Центральный рынок даже в такую погоду жил своей бурной, грязной жизнью. Он был истинным сердцем города, его ненасытным желудком, где переваривались слухи, дефицит и человеческие судьбы. Пахло мокрым брезентом, солеными огурцами из бочек, кислой капустой и сырым мясом. Этот запах, густой и первобытный, сейчас был смешан с чем-то еще. С тонким, едва уловимым запахом беды.

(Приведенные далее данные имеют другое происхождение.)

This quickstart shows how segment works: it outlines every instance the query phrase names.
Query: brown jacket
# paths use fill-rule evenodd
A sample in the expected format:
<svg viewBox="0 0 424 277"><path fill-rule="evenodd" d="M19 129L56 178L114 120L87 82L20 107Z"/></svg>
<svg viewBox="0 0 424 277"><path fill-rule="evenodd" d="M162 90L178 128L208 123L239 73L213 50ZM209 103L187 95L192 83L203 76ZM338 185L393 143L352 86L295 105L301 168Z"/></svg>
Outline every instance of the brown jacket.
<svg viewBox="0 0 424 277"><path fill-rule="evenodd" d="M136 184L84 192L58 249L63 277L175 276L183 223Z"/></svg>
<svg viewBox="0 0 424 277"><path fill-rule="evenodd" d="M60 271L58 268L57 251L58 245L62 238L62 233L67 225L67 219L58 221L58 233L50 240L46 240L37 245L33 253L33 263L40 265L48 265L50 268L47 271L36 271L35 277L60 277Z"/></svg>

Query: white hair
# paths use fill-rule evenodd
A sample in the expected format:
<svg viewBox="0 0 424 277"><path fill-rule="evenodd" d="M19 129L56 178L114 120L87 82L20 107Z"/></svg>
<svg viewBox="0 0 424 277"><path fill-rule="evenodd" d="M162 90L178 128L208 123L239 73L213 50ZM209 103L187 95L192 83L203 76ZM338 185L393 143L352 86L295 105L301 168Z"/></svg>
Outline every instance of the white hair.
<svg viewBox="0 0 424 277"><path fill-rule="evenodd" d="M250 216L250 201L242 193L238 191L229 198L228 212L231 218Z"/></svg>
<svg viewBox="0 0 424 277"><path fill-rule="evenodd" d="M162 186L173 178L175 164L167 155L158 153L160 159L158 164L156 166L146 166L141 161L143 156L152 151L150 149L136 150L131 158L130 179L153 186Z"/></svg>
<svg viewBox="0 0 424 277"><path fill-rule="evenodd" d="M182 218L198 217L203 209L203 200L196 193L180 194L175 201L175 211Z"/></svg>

Мясной павильон №4, приземистое кирпичное здание с большими, вечно мутными окнами, был оцеплен. Знакомая картина: милицейские машины, бледные лица оперативников, кучка любопытных, которых отгонял молодой сержант. Я прошел под веревкой, кивнув знакомому эксперту.

Внутри было холодно. Кафельные стены и пол усиливали ощущение морга. Воздух был тяжелым, пропитанным кровью. Сторож, грузный мужчина лет пятидесяти в телогрейке, лежал возле входа в свою каморку. Его убили иначе, чем Дегтярева. Не ножом. Голова была проломлена чем-то тяжелым и тупым. Рядом на полу валялся большой разводной ключ, из тех, какими сантехники перекрывают магистральные трубы. Он был чистым. Орудие убийства унесли с собой.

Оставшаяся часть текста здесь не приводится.